A couple of months ago several friends and I attended a conference on diversity at North Park University. If there's anywhere to have a conference on diversity, North Park has got to be the place. It's located in Albany Park, a neighborhood in the city with the third most diverse population in the nation. At least forty languages are represented in its public schools. Swedes, Lebanese, Koreans, Mexicans, Guatemalans, Filipinos, Eastern Europeans, and many more rub shoulders on the sidewalks there every day.
Brenda Salter-McNeil, it wasn't the highlight for me. The best part of the day came at lunch, when two friends who attend North Park Theological Seminary took us to one of their favorite lunch spots, Dawali Mediterranean Kitchen.
The first time I can remember having Middle Eastern food was a falafel pita from a street vendor in New York City on a trip in high school. It was amazing, but I was hard-pressed to find much that was similar back home in Chattanooga. So the wealth of Middle Eastern options in Chicago has been a wonderful treat - from Pita Inn for one of the best short order traditional menus on a budget, to Noon O Kabob for Persian home cooking, to Roti Mediterranean Grill for a fresh Middle Eastern take on the Chipotle concept. Hummus has been one of my main staples for several years now.
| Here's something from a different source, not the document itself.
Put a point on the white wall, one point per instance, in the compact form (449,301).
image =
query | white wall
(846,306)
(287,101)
It's healthy, easy to make (though I'm still perfecting my recipe), and delicious, especially the roasted red pepper variety which I think of as a healthy, Middle Eastern version of pimento cheese. I spread it on toast for breakfast, eat it with carrots or pretzles for a snack, and spread it on sandwiches for dinner. Very few days go by when I don't eat hummus.
The great thing about Middle Eastern food is that at its heart, it's really just terrific home cooking. When it comes to keeping Southern, that's really what it's all about - not refusing to eat beans if they weren't cooked with a ham hock and served with cornbread, but relishing the simple, homey dishes that have been perfected by daily practice. If tradition becomes a boundary I won't venture beyond, life is small. I'd rather see keeping Southern as both a compass point by which I can orient myself on the journey and the tools that help me discover all the wonders to be found on the way.
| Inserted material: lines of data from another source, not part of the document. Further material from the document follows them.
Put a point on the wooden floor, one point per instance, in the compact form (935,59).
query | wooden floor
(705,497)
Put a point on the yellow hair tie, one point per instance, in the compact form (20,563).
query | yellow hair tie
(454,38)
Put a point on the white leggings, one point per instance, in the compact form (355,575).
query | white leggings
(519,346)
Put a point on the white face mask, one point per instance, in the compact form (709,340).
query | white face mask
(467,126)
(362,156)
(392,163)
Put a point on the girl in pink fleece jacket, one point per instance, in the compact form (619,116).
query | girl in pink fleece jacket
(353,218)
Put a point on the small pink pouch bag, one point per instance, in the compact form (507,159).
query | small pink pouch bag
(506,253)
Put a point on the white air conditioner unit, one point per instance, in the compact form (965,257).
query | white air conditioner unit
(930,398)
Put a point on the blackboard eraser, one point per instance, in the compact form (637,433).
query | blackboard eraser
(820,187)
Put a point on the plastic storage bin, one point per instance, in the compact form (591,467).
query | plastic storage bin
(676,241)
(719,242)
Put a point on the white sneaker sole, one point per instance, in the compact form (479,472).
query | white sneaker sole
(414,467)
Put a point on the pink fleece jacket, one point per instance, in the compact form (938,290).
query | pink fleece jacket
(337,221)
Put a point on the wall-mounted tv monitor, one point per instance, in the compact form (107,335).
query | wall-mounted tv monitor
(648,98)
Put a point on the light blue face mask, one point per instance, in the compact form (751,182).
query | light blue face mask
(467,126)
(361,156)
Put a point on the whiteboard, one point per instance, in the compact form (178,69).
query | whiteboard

Cheerwine. Yep. Cheerwine. It doesn't get more Carolina than Cheerwine, my favorite "coke"* for as long as I can remember. We used to bring it back to Tennessee when we'd visit family in North Carolina, because you couldn't even get it in Chattanooga.
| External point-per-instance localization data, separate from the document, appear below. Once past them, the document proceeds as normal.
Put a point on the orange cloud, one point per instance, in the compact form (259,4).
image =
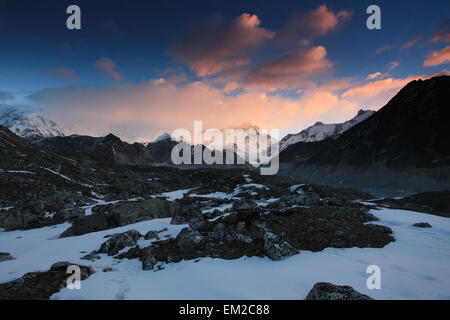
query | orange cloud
(393,65)
(374,75)
(443,33)
(383,48)
(213,46)
(108,67)
(63,73)
(411,42)
(288,71)
(375,94)
(437,58)
(301,28)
And here, in a Middle Eastern restaurant in the middle of Albany Park in Chicago, was Cheerwine. I immediately took one over to the man at the register, put it on the counter, and just said "Cheerwine?!?!?!?" He just grinned and said, "We love it, so we had to have it!"
Chicago. I've gotta love it. Where else would I find a bit of Southern in a neighborhood with pretty much everything but!
*In the South, all soft drinks are "cokes," like all facial tissues are "kleenex."